Doença muito comum, a lombalgia é também, junto à dorsalgia e à cervicalgia, a maior causa de afastamento do trabalho no Brasil

Você já sentiu, em algum momento da vida, dores nas costas? Se a resposta for sim – e é bem provável que seja – você faz parte dos 80% da população mundial que já sofreram, sofrem ou futuramente sentirão os incômodos da lombalgia, nome dado às dores que acometem a região lombar (da cintura à nádegas). O dado, constatado pela Organização Mundial de Saúde (OMS), mostra que oito a cada dez pessoas nas mais diferentes faixas etárias podem ter dores nas costas sem uma causa específica ou desencadeadas por enfermidades. Além da lombalgia, a dorsalgia (dor no alto das costas) e a cervicalgia (dor na região do pescoço), também entram na lista.

Além de ser bastante comum, a lombalgia é também, junto à dorsalgia e à cervicalgia, a maior causa de afastamento do trabalho no Brasil. Segundo levantamento do Instituto Nacional do Seguro Social (INSS), são mais de 83 mil casos de dores incapacitantes nas costas por ano.

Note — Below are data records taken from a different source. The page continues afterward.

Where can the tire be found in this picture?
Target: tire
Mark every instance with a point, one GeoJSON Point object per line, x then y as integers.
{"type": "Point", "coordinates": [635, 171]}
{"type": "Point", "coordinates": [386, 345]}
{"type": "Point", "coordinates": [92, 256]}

Foto: pixabay.com/Divulgação

Causas da lombalgia

Altamente comum, a lombalgia acomete a chamada região baixa das costas, que compreende a parte que começa na cintura e desce até as nádegas. “Embora dolorosa, ela geralmente desaparece sozinha em alguns dias ou semanas, sem a necessidade de um tratamento específico”, explica o Dr. Marcus Yu Bin Pai, médico especialista em dor e acupuntura e colaborador do Grupo de Dor do Hospital das Clínicas da USP. “No entanto, alguns quadros são mais severos, e estes é que normalmente acabam incorrendo no afastamento dos trabalhadores de suas funções rotineiras”, ressalta o especialista.

O pico de incidência da lombalgia ocorre entre os 35 e os 55 anos, mas não é exclusividade dessa faixa etária e atinge indivíduos de todas as idades. A maior parte das dores não tem uma causa definida – são as chamadas lombalgias inespecíficas. Caso a dor persista, o médico deve ser procurado para que haja uma investigação sobre o que pode estar causando o incômodo.

A lombalgia pode ser aguda ou crônica. Nos quadros agudos, que costumam acontecer por estiramentos musculares, má postura, muito tempo em pé, entre outros motivos repentinos ou imediatos, a dor costuma ceder no máximo após um mês. Nas lombalgias crônicas a dor tem duração superior a três meses, normalmente, e apresenta-se de forma moderada a intensa. Artrite, artrose, hérnia de disco, osteoporose e sedentarismo estão entre as causas mais comuns, mas não são as únicas.

Na maioria dos casos, o médico consegue diagnosticar a lombalgia dentro do consultório, com avaliação do histórico clínico e da identificação de pontos dolorosos. Diversos métodos de tratamento podem ser eficazes. Os chamados métodos conservadores (que não requerem intervenção cirúrgica) costumam dar bons resultados, e a cirurgia é a última opção.

Exercícios posturais, aplicação de bolsa de água quente, uso de medicamentos analgésicos e anti-inflamatórios, aplicação de correntes elétricas transcutâneas, medicinas alternativas como a acupuntura podem ajudar no combate à lombalgia, entre outras possibilidades de tratamento.

É importante evitar a automedicação ou o uso de receitas caseiras, pois alguns métodos, mesmo sendo considerados naturais, podem piorar o quadro. Por isso, é fundamental consultar um médico para que ele indique o melhor tratamento de acordo com as suas necessidades.